I also added a scaling factor to the 7 and the 11 which knocked the diff value for those to .55 and .54 respectively. Checking in with our rightfield candidates, Torii catches up a bit (for the purposes of this exercise, I’m treating the second column 8’s as 7’s):
- Jay Bruce has 2 8’s, 2 9’s and a 10 all in the first column: (.49 * 2) + (.33 * 2) + .37 = 1.91. Add that to his previous 4.46 and we get 6.37.
- Torii Hunter has 2 7’s, 3 8’s, 2 9’s and a 10 in the first column, and 3 7’s and 3 8’s in the second column: (.55 * 2) + (.49 * 3) + (.34 * 2) + .37 + (.55 * 6 / 36 * 3) = 3.88. Add that to his previous 2.75 and we get 6.63.
Finally, let’s check the non-hit-based hitting, walks and hit-by-pitch:
Test | R/36PA | 1B/36PA | 2B/36PA | 3B/36PA | HR/36PA | BB/36PA | SO/36PA | HP/36PA | GDP/36PA |
Baseline | 4.04 | 5.40 | 1.53 | .18 | .94 | 2.80 | 7.84 | .23 | .59 |
Extra 14 | 4.48 | 5.44 | 1.53 | .19 | .94 | 3.72 | 7.77 | .24 | .65 |
Extra 42 | 4.60 | 5.57 | 1.56 | .19 | .98 | 2.86 | 8.01 | 1.22 | .66 |
Diff 14 | +.44 | +.04 | +.00 | +.01 | +.00 | +.92 | -.07 | +.01 | +.06 |
Diff 42 | +.56 | +.17 | +.03 | +.01 | +.04 | +.06 | +.17 | +.99 | +.07 |
I’m not surprised with the slight upticks with the hits on the 14, since you have another go around at the card if you hit a Z. But what in the heck is going on with the 42? There must be some weird double purpose going on that is unique to the computer game. Everything across the board is higher. For a lark, I tried giving a few cards only 42s to see if they would get something other than HBP. Well, yes, they walked against HB0 pitchers. Other than that, it was HBP’s. And lots of ejections. The Tigers had to “forfeit” a game when they ran out of players after their 17th ejection. On the other hand, Miguel Cabrera had 234 RBI since Austin Jackson was constantly getting hit by the pitch.
Back to the task at hand, let’s check our players:
- Jay Bruce has 3 14s: (.44 * 3) = 1.32. Add that to his previous 6.37 and we get 7.69.
- Torii Hunter has 2 14s: (.44 * 2) = .88. Add that to his previous 6.63 and we get 7.51.
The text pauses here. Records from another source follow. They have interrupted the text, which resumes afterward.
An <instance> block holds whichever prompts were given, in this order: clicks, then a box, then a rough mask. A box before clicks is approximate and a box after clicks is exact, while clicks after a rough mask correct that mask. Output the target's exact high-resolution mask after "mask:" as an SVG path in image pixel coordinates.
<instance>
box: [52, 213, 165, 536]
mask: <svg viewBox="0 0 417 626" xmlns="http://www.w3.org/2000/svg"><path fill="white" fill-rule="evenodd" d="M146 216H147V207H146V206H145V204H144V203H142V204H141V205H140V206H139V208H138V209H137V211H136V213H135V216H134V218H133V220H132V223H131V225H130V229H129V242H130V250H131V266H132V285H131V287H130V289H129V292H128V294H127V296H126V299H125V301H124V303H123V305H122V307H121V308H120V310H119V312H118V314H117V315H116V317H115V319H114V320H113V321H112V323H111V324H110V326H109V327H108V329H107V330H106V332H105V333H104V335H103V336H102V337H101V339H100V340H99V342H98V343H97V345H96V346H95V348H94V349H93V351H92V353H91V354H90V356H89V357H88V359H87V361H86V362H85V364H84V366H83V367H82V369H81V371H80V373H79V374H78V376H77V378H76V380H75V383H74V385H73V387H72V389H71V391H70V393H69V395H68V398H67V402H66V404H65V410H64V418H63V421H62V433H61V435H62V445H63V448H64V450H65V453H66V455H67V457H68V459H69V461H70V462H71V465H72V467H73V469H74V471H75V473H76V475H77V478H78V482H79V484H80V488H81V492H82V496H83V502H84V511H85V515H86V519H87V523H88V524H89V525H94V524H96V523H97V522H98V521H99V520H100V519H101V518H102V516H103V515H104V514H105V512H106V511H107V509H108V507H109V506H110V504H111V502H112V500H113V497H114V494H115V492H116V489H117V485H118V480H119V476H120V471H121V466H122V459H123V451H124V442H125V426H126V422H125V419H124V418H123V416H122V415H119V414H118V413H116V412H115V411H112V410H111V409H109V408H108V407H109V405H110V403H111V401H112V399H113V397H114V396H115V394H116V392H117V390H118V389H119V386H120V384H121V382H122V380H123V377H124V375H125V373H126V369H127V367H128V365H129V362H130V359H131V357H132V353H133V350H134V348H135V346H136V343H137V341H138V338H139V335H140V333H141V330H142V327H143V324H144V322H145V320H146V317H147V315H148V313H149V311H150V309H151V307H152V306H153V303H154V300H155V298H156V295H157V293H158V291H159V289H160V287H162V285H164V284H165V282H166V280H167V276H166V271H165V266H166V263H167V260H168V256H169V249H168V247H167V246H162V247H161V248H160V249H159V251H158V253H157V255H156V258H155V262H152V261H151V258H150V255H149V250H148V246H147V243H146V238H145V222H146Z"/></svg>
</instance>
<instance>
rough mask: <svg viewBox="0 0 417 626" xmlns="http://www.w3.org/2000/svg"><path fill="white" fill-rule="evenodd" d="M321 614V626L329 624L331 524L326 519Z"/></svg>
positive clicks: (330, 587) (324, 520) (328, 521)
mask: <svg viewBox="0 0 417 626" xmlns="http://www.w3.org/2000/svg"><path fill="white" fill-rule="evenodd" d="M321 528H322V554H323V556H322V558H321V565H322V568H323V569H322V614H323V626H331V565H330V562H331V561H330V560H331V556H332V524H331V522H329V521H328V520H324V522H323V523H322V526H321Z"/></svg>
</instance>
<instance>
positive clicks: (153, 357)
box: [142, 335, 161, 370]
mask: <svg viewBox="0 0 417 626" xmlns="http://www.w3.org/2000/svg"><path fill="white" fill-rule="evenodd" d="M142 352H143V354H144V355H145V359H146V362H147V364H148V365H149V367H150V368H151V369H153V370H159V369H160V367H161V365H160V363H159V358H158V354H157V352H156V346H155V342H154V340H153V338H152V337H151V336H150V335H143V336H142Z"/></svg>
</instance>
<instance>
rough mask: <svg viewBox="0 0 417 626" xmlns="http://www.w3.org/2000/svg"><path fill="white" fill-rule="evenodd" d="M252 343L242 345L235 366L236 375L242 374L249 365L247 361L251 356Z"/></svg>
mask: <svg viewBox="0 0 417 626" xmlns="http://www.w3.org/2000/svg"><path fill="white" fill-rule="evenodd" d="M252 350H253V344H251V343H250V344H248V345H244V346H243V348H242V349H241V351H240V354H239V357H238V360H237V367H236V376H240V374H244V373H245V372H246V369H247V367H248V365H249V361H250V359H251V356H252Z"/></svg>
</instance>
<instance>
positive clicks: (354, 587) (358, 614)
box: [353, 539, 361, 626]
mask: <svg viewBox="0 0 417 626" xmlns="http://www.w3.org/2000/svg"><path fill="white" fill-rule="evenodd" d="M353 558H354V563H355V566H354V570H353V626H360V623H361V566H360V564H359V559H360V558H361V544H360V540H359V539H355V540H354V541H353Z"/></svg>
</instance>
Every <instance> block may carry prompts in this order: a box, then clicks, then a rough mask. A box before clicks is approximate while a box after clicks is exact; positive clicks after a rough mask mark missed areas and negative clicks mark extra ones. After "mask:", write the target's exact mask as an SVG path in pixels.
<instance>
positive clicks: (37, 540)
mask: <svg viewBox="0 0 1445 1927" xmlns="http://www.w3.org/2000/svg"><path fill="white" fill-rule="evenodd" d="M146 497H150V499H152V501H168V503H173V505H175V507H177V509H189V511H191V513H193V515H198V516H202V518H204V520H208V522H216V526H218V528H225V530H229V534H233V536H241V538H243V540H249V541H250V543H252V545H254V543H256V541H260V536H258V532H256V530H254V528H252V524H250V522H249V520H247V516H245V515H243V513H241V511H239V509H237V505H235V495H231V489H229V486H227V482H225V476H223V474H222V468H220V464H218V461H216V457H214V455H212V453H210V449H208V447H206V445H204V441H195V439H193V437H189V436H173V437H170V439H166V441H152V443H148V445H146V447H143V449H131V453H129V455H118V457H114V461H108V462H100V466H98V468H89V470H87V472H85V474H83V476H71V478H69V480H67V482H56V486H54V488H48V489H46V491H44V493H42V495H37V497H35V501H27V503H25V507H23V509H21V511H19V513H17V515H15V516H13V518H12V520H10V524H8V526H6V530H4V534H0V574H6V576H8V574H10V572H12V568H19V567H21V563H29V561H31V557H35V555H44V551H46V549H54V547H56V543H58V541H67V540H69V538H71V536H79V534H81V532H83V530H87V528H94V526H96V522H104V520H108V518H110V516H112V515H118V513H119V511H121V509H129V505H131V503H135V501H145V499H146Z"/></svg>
At this point we have most of our positive numbers. And we even know now that a 14 is better than a 9. And for some strange reason a 42 is equal to a 7. But how much will the errors, rare plays and strikeouts make a difference? We’ll find out in the next installment…
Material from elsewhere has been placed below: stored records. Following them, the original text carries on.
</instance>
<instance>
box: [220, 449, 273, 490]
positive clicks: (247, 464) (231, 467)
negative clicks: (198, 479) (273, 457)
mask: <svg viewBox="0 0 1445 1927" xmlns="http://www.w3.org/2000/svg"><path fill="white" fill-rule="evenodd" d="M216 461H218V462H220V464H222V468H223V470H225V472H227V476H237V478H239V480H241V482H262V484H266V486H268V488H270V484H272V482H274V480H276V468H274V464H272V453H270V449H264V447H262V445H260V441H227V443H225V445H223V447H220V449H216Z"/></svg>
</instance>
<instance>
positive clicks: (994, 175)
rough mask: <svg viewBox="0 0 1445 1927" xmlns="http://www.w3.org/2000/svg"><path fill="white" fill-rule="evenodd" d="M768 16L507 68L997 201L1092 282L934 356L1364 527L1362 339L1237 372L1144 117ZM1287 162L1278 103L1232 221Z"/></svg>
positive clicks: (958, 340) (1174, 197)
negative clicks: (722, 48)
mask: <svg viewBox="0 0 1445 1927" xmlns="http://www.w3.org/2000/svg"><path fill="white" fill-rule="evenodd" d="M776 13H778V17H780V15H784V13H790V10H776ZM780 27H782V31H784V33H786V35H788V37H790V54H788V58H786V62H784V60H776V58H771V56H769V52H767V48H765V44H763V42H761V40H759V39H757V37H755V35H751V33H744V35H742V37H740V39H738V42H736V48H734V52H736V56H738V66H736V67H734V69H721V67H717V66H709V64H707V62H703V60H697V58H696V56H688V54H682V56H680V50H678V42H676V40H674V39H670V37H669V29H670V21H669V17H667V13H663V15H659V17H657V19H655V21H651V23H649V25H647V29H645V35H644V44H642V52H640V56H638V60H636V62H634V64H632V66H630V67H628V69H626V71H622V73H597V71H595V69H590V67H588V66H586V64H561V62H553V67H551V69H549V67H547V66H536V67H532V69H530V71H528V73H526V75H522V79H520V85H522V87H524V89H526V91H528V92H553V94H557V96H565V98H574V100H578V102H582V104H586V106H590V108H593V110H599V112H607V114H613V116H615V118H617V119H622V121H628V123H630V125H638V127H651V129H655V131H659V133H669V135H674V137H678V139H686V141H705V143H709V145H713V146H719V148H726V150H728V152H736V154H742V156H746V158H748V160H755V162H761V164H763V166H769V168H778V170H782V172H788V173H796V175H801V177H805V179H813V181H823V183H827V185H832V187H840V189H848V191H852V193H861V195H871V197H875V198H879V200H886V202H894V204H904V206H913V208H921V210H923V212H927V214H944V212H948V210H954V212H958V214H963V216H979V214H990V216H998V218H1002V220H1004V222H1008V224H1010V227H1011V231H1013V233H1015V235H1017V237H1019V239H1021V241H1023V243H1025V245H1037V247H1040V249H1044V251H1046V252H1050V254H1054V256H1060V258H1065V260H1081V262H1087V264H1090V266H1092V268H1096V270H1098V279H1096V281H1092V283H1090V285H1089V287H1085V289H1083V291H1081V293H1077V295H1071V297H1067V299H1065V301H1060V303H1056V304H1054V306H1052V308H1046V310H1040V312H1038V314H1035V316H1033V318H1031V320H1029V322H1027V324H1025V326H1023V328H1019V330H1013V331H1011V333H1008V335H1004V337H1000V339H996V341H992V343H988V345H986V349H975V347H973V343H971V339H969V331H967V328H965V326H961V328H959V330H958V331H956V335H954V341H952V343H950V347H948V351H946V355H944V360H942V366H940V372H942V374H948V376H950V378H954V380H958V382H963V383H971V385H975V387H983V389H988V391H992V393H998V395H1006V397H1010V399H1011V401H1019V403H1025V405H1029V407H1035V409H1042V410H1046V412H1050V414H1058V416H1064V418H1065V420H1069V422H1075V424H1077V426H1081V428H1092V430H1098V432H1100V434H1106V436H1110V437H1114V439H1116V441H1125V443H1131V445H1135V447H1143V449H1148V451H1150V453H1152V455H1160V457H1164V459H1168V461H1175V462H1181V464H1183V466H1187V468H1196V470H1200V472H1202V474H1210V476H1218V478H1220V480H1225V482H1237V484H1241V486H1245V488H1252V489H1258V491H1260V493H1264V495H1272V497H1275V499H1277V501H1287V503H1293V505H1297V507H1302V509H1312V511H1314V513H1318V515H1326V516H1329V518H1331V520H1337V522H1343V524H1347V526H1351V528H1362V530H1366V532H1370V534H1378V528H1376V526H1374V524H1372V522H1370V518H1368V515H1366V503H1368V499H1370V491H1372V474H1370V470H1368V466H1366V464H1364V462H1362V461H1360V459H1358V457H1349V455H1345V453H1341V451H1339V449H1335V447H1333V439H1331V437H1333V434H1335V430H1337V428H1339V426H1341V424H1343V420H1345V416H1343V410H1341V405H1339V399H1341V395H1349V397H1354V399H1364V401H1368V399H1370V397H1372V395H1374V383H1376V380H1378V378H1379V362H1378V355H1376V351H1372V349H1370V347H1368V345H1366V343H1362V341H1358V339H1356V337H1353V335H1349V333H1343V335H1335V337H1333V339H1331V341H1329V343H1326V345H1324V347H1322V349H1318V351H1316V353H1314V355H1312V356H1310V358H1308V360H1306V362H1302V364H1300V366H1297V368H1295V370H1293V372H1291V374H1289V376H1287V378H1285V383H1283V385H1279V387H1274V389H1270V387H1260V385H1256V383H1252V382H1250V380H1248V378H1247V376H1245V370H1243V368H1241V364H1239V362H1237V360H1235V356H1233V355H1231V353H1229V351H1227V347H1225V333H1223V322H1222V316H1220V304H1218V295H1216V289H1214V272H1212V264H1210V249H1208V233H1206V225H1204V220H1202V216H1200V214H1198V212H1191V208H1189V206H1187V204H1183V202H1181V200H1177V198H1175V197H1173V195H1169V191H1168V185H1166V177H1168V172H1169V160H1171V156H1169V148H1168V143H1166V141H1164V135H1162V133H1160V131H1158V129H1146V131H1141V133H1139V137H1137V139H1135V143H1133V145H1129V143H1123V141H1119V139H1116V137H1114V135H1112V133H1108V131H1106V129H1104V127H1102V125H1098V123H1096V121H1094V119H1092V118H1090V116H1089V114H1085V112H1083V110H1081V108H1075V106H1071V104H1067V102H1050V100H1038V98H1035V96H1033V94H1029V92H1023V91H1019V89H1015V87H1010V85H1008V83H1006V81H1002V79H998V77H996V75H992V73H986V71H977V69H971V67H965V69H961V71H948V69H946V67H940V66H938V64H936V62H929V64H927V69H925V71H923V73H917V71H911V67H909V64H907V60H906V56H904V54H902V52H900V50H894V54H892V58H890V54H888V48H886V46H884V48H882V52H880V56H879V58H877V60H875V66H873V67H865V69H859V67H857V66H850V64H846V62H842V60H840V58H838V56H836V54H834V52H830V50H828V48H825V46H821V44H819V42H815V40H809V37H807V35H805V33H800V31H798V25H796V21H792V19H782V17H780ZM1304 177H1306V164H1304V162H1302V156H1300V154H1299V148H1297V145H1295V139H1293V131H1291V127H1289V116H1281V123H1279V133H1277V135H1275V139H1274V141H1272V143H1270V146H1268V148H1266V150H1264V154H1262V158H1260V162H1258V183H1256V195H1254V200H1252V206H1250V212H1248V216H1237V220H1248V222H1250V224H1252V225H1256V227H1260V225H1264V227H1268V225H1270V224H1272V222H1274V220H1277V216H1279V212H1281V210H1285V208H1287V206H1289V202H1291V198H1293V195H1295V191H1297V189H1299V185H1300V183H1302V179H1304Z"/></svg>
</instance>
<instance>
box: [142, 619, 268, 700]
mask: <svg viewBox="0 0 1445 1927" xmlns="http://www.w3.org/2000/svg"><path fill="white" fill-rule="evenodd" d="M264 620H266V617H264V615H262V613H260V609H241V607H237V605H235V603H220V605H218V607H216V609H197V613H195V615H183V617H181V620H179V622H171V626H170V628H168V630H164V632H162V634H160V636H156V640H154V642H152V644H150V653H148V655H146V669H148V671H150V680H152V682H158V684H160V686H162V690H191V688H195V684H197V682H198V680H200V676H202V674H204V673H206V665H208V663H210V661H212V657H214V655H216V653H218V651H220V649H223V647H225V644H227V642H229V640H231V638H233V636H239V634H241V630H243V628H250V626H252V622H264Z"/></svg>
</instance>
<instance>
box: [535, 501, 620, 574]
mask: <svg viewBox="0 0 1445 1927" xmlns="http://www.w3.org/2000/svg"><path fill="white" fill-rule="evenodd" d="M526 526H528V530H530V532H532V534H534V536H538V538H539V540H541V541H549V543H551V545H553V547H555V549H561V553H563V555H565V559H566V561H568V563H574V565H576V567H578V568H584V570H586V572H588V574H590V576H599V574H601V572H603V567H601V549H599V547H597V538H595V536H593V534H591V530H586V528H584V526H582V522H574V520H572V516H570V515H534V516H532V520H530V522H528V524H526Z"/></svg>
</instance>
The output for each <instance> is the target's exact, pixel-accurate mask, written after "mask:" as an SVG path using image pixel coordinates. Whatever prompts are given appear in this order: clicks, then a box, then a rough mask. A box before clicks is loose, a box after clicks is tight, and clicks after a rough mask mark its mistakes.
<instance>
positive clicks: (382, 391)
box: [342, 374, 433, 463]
NOTE: Scaling factor and a correction to Jay Bruce’s numbers were added on 7/22/2013.
So, you added a 1 to all cards, replacing an out? If so, you have raised the league OBP by 30 points and decreased the outs per plate appearance, so you should have about 8% more PAs. This should make the runs gain even greater than you expect, if I’m following your methods correctly.
I’m checking the R/36PA, not just straight runs.
Ah, my mistake. (But still, the value gained by a non-out should be taken into account when evaluating relative player value.)
Before you reveal your answer, remember that (using MLB stats, not APBA) a lineup with Hunter in it will have 0.24 more plate appearances per 27 outs (not counting baserunning outs and DPs) than a lineup with Bruce in it.
How come an extra 7 or 11 is >+1 single/36? Do overs vs ZZ? Do-overs with RPs with bases empty?
A guy used his university’s computer to figure out a value for every red number.
From memory, a 14 was 0.18, 9 was 0.08, an 8 was 0.23. A 13 was -0.23, a 24 was -0.30.